Il progetto “Virtual Dog” mira a sviluppare un modello di machine learning capace di prevedere se una determinata sostanza chimica potrebbe risultare tossica per i cani. Questo progetto è finanziato dal National Centre for the Replacement, Refinement and Reduction of Animals in Research e da sette grandi aziende farmaceutiche. La FDA e l’Agenzia per la Protezione Ambientale hanno recentemente annunciato che non sarà più obbligatorio ricorrere ai test sugli animali per alcune classi di farmaci e sostanze chimiche in fase di valutazione.
Il dibattito sulla possibilità di sostituire i test sugli animali nella ricerca biomedica è aperto. La sperimentazione animale rappresenta uno snodo cruciale nello sviluppo di nuovi farmaci e sostanze chimiche, ma i suoi limiti sono sempre più evidenti. Tuttavia, l’idea di superarla del tutto resta problematica, tanto sul piano scientifico quanto su quello normativo ed etico.
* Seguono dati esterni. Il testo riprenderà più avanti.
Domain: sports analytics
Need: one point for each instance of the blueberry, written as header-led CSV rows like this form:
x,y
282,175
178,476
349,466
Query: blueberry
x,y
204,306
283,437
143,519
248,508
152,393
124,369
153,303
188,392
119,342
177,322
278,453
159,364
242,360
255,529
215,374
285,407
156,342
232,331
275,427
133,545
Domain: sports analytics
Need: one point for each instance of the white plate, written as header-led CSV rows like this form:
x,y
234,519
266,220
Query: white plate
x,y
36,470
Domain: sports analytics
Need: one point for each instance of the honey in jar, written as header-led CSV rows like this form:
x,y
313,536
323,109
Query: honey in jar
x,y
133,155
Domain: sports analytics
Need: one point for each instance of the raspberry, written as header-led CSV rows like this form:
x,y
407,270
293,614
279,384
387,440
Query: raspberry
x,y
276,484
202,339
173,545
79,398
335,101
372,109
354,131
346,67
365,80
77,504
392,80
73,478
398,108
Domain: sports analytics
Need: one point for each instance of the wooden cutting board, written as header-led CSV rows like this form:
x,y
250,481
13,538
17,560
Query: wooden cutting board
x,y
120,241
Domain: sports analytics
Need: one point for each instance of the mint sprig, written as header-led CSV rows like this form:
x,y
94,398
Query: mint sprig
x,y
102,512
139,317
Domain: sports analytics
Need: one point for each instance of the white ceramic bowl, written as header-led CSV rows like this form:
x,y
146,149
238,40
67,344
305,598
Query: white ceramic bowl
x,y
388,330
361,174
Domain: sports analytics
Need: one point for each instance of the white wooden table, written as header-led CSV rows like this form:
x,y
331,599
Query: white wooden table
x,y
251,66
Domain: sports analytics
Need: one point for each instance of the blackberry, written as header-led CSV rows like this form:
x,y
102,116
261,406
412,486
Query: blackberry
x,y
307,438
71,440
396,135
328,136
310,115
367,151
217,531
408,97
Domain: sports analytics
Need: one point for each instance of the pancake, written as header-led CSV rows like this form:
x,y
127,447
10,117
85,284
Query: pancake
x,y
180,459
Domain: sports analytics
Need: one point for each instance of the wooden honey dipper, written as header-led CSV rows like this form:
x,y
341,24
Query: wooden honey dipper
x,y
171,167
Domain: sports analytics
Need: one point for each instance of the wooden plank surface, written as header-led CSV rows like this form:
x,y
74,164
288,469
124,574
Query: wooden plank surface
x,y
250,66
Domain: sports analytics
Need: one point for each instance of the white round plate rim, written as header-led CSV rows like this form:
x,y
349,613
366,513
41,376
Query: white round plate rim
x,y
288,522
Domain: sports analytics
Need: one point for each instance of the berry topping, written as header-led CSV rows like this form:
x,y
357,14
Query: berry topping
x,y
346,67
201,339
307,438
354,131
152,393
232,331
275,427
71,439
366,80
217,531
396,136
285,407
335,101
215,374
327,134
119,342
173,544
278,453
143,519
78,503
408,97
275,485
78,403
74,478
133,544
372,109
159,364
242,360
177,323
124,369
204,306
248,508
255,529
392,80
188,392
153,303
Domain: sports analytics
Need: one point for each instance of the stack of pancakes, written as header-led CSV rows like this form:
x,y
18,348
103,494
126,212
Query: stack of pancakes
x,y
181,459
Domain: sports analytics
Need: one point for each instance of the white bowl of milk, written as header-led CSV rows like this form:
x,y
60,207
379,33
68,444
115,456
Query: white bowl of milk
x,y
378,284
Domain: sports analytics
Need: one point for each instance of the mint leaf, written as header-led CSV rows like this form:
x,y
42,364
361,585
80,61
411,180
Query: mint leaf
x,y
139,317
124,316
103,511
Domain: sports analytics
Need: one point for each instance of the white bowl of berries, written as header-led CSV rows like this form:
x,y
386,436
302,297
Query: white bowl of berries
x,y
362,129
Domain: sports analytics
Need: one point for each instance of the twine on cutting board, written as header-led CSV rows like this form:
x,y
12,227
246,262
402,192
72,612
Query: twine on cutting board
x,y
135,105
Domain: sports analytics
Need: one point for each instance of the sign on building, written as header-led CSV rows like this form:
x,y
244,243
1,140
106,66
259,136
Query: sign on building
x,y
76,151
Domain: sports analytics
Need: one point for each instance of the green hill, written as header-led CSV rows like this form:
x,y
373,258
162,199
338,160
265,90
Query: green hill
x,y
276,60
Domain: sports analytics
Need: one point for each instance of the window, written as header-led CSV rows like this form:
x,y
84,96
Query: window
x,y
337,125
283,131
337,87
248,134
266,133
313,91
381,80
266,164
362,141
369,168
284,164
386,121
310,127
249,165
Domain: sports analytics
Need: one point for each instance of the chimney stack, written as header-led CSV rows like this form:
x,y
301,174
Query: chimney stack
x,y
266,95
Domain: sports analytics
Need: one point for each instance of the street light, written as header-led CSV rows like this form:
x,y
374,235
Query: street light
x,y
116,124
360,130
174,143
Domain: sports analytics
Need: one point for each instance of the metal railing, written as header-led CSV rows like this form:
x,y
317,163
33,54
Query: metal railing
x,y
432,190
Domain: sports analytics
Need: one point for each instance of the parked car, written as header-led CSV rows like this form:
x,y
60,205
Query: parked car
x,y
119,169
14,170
Esistono già esempi di sistemi che funzionano, come il “fegato su chip” prodotto dall’azienda biotecnologica Emulate Inc., che è progettato per replicare alcune funzioni dell’organo umano e testare la sicurezza dei farmaci. Un altro esempio è lo strumento di previsione basato sull’intelligenza artificiale sviluppato dal laboratorio di Thomas Hartung, che è stato addestrato su circa 10 milioni di strutture chimiche note e può prevedere il comportamento delle nuove sostanze chimiche in nove test tradizionalmente condotti sugli animali.
Gli Stati Uniti stanno spingendo per l’uso dell’intelligenza artificiale nella ricerca biomedica, con investimenti crescenti dei National Institutes of Health in alternative alla ricerca sugli animali. Anche in Europa, il tema è al centro dell’agenda politica e regolatoria, con la Commissione Europea che ha annunciato la pubblicazione di una roadmap per l’eliminazione graduale della sperimentazione animale nella valutazione della sicurezza chimica.
Tuttavia, nonostante lo slancio, nessun modello è ancora in grado di riprodurre appieno la complessità della biologia umana e soprattutto il coordinamento tra organi diversi. Gli strumenti di intelligenza artificiale dipendono fortemente dalla qualità dei dati su cui vengono addestrati e non sempre sono in grado di gestire la complessità delle piccole molecole. Il dibattito resta aperto e il futuro che si delinea è quello di una convivenza tra organoidi, chip d’organo e piattaforme di intelligenza artificiale, che offriranno strumenti sempre più precisi per identificare rischi specifici, e gli animali, che continueranno a rappresentare un passaggio inevitabile almeno in alcuni contesti.